Establishing "permissible use" for online data

One of the common complaints about current online ad targeting practices is the tracking an individual’s browsing activity or behavior. When you visit a site more often than not your visit to that site is recorded or tagged with a cookie that can then be read by the vendor placing that cookie. In the last couple of years, in order to create more qualified reach for campaigns, there has been a shift to what is referred to in the industry as audience targeting. Audience targeting leverages your activities of being tracked to form "anonymous" intent segments of supposedly like-minded individuals. These segments are broadly licensed and resold to other companies who might have an interest in targeting people like you. The vendor often earns a royalty if your data is used - and most of the time this goes on without your permission and without you being aware.

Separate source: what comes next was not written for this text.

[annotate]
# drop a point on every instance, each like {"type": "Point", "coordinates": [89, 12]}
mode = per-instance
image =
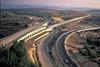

The challenge with behavioral targeting is that it does serve to improve the user experience by storing your login information to make it easier to interact with your bank or online bookstore. Cookies also placed with vendors like your video rental store or favorite clothing store will use the cookie to make recommendations that can be very useful. When you as a user explicitly go to an online store, you establish what is referred to as a first party relationship.

"If you have a first-party relationship with Ann Taylor, meaning that you bought something online at their store, they should have the right to advertise to you without restriction," said Semcasting CEO Ray Kingman. "However, they should not be able to sell that to a third party who then turns around and sells you Coach bags because you looked at Ann Taylor."

The concept of establishing a minimal permissible use criteria on the use of behavioral targeted data would go a long way to eliminating much of the concerns about privacy.  If you knew that your bank wasn’t able to legally sell or broker the fact you bank online and have a gold card with a high limit, it would take much of the edge off people’s privacy concerns. Should your bank be able to offer you a premium financial product? Absolutely. They should, however, not be allowed to broker your information to third parties for resale.

Semcasting's IP Audience Zones was created in order to address the issues of reach and to promote a privacy friendly method for doing targeting without third party cookies. IP Audience Zones forgoes the need to rely on cookies and site visits to specific vendors. Instead of relying on one or two intent data points from a cookie advertisers can tap into a comprehensive profile of an audience that is based on 750+ publically available data points which have been grouped into over 5 million location-based "look-alike Zones." Using predictive analytics, IP Zones creates Zones of similar affluence, interests and affiliation which are both demographically and geo-graphically aligned.

Using IP Audience Zones, a company like Coach wouldn't need to tap into Ann Taylor's customer base in order to find qualified leads for its campaigns. It could focus its ad spend on groups of U.S. residents who reside in the zones with the statistically appropriate affluence level and life stage to purchase Coach products.